Toxicomanie, envies suicidaires et refus de soin : “si mon fils meurt, vous n’aurez pas fini d’entendre mon nom”

Depuis des mois, Bénédicte Landat se bat pour que son fils toxicomane sujet à d’importantes envies suicidaires ait accès à des structures spécialisées et déplore le “refus de soin” des urgences de Reims, alors que la situation relève de la course contre la montre.

Un combat de tous les instants. “Si mon fils meurt, je continuerai de lutter chaque jour et vous n’aurez pas fini d’entendre mon nom.” Les mots sont forts, mais ils résument bien l’intensité du combat que mène Bénédicte Landat. Mère de famille, installée dans la Marne, elle se bat quotidiennement pour un accès aux soins pour son fils de 32 ans, toxicomane depuis 12 ans et sujet à d’importantes envies suicidaires.

Parcours du combattant

“Le 5 juin de cette année, il était prêt à se soigner. Ça a été le parcours du combattant. J’ai fait une hospitalisation sous contrainte (hospitalisation sans consentement pour une personne non saine d’esprit sous certaines conditions). On me l’a promené entre Reims et Châlons-en-Champagne, sans que je sache pourquoi. La contrainte a ensuite été levée au bout de 48 heures sans m’en avertir, avec mise en place de soins libres dont je n’étais pas informée, puis mon fils est parti”, retrace-t-elle révoltée.

“Il est suivi par le Centre d’accueil et de soins pour les toxicomanes (CAST) depuis plusieurs mois. Le centre lui a fait un certificat disant qu’il y avait tentative de passage imminant à l’acte suicidaire, comme l’avait fait son médecin traitant auparavant”, détaille Bénédicte Landat, qui a conservé tous ces documents en guise de preuve.

“La structure ou la mort”

“À ce stade-là, c’est la structure ou la mort”, se désole-t-elle avant de poursuivre : “Il veut se soigner. Il veut s’en sortir, mais la toxicomanie, c’est une maladie. On ne s’en sort pas tout seul”Le problème, c’est qu’une fois arrivés aux urgences de Reims ce 5 septembre avec des certificats médicaux indiquant le risque et l’urgence de la situation, la famille est confrontée à un “refus de soin”.

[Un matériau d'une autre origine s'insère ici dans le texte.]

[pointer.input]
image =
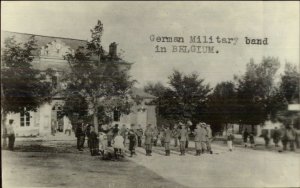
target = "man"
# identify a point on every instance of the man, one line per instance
(167, 139)
(208, 138)
(123, 133)
(276, 136)
(155, 136)
(11, 135)
(110, 135)
(93, 141)
(139, 132)
(68, 128)
(245, 136)
(198, 132)
(80, 134)
(132, 141)
(203, 137)
(149, 132)
(183, 136)
(53, 127)
(291, 137)
(175, 134)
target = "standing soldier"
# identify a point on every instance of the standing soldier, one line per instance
(167, 139)
(53, 127)
(139, 133)
(175, 134)
(198, 132)
(148, 139)
(155, 136)
(80, 134)
(110, 135)
(208, 138)
(132, 141)
(183, 136)
(11, 135)
(94, 142)
(123, 133)
(276, 136)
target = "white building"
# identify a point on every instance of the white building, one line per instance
(50, 55)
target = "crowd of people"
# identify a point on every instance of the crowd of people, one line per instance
(286, 135)
(119, 138)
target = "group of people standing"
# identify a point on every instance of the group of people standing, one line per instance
(202, 137)
(287, 135)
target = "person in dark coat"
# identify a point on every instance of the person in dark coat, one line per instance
(167, 139)
(88, 134)
(149, 132)
(198, 133)
(245, 136)
(276, 136)
(183, 136)
(132, 141)
(252, 141)
(155, 136)
(80, 134)
(11, 135)
(139, 132)
(175, 134)
(94, 141)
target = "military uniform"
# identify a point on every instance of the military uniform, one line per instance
(198, 139)
(183, 136)
(80, 134)
(208, 139)
(132, 142)
(148, 140)
(167, 139)
(139, 133)
(175, 134)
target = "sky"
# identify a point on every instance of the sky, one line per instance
(130, 25)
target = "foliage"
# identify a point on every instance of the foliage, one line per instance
(257, 96)
(104, 85)
(22, 86)
(222, 106)
(290, 83)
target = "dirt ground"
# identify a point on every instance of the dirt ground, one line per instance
(56, 164)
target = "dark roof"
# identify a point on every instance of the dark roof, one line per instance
(42, 40)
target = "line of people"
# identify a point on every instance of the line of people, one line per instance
(116, 138)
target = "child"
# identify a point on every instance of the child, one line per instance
(132, 142)
(118, 145)
(251, 138)
(230, 139)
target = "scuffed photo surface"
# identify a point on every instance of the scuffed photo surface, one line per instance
(150, 94)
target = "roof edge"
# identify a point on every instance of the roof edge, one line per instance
(43, 35)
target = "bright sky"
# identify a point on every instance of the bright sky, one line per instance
(130, 24)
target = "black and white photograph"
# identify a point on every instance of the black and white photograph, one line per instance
(150, 94)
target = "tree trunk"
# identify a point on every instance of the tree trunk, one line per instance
(3, 129)
(95, 117)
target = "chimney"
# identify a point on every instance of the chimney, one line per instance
(113, 50)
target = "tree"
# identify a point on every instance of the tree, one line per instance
(23, 88)
(222, 106)
(290, 83)
(183, 100)
(104, 85)
(256, 90)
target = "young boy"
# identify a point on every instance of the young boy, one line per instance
(132, 142)
(230, 139)
(118, 145)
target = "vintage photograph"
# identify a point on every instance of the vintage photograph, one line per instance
(150, 94)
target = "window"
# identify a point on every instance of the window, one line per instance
(54, 81)
(25, 118)
(116, 115)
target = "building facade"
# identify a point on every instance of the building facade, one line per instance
(50, 54)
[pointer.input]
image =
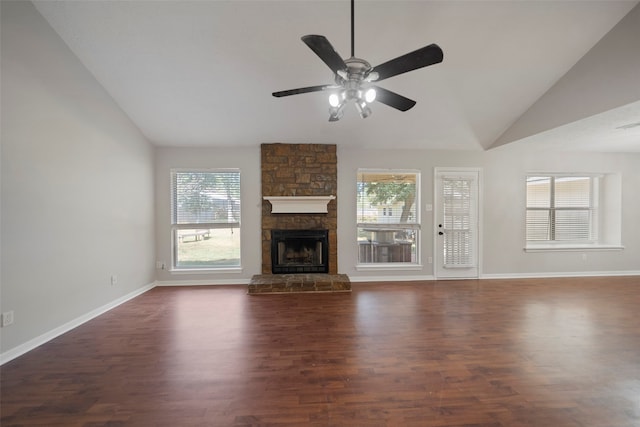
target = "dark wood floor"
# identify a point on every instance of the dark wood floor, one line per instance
(561, 352)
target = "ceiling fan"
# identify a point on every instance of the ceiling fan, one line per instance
(354, 77)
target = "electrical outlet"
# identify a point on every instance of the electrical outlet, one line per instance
(7, 318)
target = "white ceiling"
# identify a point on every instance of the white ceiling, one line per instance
(201, 73)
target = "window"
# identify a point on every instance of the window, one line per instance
(388, 223)
(562, 209)
(205, 219)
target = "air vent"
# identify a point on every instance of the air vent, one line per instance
(629, 126)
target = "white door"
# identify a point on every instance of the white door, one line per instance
(456, 223)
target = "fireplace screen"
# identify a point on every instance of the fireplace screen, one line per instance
(299, 251)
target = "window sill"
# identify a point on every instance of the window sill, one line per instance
(205, 270)
(571, 247)
(388, 266)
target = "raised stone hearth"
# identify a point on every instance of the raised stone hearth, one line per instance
(289, 283)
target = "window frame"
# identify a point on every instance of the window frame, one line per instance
(387, 212)
(598, 211)
(175, 227)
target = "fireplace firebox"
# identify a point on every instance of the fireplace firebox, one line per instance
(299, 251)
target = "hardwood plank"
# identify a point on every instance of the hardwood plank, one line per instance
(560, 352)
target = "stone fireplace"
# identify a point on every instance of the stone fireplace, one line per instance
(299, 172)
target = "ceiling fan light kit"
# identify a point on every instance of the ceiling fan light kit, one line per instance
(354, 77)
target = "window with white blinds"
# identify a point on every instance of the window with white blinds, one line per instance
(387, 217)
(205, 218)
(562, 209)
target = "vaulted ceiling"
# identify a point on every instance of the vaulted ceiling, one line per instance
(201, 73)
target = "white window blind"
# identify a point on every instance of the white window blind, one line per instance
(561, 209)
(388, 223)
(458, 223)
(206, 197)
(205, 219)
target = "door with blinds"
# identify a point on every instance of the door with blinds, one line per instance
(456, 224)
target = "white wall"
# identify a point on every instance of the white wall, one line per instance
(503, 175)
(77, 187)
(503, 200)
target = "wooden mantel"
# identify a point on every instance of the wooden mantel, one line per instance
(299, 204)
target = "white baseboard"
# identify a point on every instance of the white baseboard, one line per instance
(549, 275)
(355, 279)
(48, 336)
(202, 282)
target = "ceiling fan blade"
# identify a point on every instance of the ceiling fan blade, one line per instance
(321, 46)
(422, 57)
(301, 90)
(393, 99)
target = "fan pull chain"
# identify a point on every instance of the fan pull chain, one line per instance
(352, 31)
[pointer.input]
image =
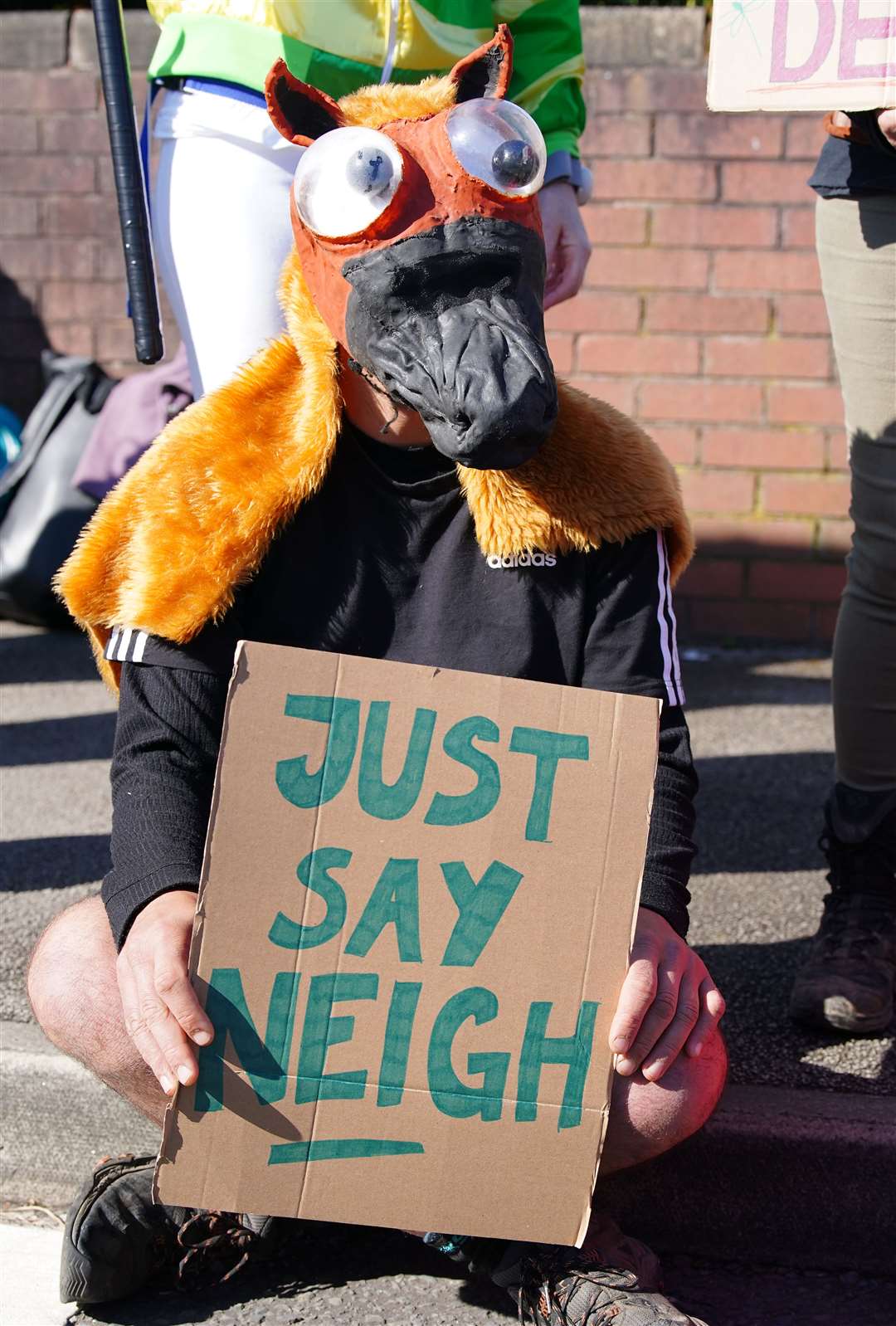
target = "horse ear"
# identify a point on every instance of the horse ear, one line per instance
(299, 112)
(485, 72)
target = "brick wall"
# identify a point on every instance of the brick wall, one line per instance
(701, 314)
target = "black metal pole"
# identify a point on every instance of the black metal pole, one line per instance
(130, 186)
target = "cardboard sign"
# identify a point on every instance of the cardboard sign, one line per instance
(412, 927)
(802, 55)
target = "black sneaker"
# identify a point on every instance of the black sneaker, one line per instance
(847, 980)
(117, 1239)
(611, 1281)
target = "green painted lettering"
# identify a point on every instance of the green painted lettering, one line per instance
(394, 902)
(265, 1062)
(313, 789)
(392, 801)
(477, 804)
(323, 1029)
(314, 873)
(397, 1042)
(448, 1093)
(480, 907)
(549, 748)
(538, 1049)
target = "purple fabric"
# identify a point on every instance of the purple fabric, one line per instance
(134, 415)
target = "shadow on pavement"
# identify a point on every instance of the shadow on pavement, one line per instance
(765, 1046)
(28, 864)
(319, 1260)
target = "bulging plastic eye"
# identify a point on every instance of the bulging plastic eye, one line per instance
(499, 144)
(345, 181)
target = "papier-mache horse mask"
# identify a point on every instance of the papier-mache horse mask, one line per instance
(421, 244)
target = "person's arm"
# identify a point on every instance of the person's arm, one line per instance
(669, 1002)
(548, 71)
(163, 773)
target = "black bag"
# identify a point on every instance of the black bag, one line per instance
(44, 514)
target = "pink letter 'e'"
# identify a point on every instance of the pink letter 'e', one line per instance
(859, 29)
(781, 72)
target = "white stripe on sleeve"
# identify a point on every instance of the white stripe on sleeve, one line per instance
(665, 647)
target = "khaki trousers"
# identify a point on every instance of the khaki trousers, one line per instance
(856, 250)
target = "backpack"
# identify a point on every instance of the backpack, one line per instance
(42, 514)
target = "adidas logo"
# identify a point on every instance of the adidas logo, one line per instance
(499, 563)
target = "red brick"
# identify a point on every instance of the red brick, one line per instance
(115, 337)
(678, 443)
(753, 357)
(610, 224)
(754, 537)
(805, 405)
(17, 133)
(560, 346)
(805, 495)
(801, 314)
(765, 182)
(699, 401)
(718, 135)
(589, 312)
(46, 174)
(764, 448)
(707, 313)
(616, 392)
(40, 257)
(714, 227)
(17, 215)
(72, 337)
(712, 577)
(85, 134)
(22, 339)
(838, 450)
(645, 268)
(805, 135)
(92, 217)
(645, 89)
(52, 90)
(798, 228)
(752, 621)
(656, 179)
(835, 537)
(639, 354)
(761, 270)
(80, 301)
(616, 135)
(813, 581)
(724, 491)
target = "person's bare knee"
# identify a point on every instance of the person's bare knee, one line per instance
(72, 984)
(649, 1118)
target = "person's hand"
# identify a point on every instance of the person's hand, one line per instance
(566, 244)
(162, 1013)
(669, 1002)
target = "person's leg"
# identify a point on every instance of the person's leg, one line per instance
(75, 995)
(221, 228)
(847, 980)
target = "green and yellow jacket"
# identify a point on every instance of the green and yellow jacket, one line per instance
(339, 46)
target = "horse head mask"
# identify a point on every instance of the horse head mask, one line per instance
(416, 226)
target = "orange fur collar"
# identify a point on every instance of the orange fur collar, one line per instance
(192, 520)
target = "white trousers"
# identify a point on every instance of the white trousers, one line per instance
(221, 227)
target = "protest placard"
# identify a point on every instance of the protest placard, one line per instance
(802, 55)
(412, 927)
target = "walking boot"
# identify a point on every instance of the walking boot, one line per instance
(846, 982)
(117, 1239)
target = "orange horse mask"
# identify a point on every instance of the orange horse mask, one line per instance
(421, 244)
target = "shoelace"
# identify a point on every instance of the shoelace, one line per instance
(210, 1240)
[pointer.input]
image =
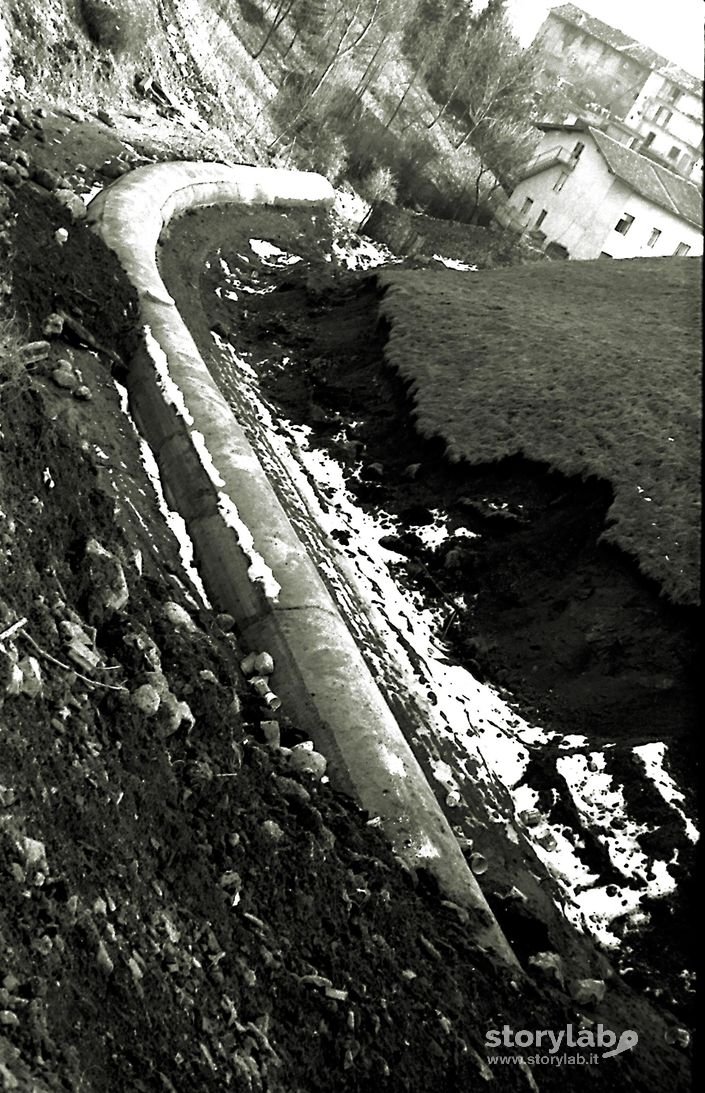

“Une fois arrivé aux urgences, la psychiatre de garde devait venir pour valider le certificat médical et permettre la prise en charge de mon fils par l’Etablissement public de santé mentale (EPSM) de la Marne. Seulement, elle a tout bonnement refusé de se déplacer. Les patients autour m’ont dit que c’était classique ici, j’étais effarée. Après une nuit à attendre aux urgences avec des perfusions de Valium à cause du manque, il a été remis dehors et je l’ai récupéré à 9 h 30. C'est hallucinant. On m'a même conseillé de le laisser vivre sa vie, mais on ne peut pas le laisser seul dans un tel état, c’est inconscient”, déplore Bénédicte Landat.

Contacté, le CHU de Reims a indiqué que seul l’EPSM était en capacité de donner des explications ou de prendre en charge le concerné, avant d'apporter quelques précisions : "le patient a été pris en charge 30 minutes après son arrivée aux urgences CHU et a fait l'objet de consultations par un infirmier et par un médecin correspondant à son état de santé". Selon l’EPSM, "la prise en charge de la personne en question a été réalisée dans le respect des règles. Ce patient a été vu par un médecin de l'EPSM de la Marne et une prise en charge vers une structure d'accueil adaptée a été organisée", ce qui est contesté par Bénédicte Landat.

Course contre la montre

En attendant une prise une charge, la mère en détresse dresse amèrement le tableau des perspectives : “les urgences le laissent décéder et quelqu’un se déplacera seulement quand il sera mort. Moi, je vais devenir cinglée le jour où j’apprends la nouvelle. C’est une course contre la montre. Son corps se dégrade, ses capacités cognitives aussi. Il a mal aux organes dès qu’il est en manque... Il faut agir maintenant“.

Malgré un sentiment d’impuissance important, le combat continue “quoi qu’il arrive”, et ce par tous les moyens possibles : “Si ça ne suffit pas à sauver mon fils, le fait d’en parler pourra au moins aider les autres. J’en fais le combat d’une vie”.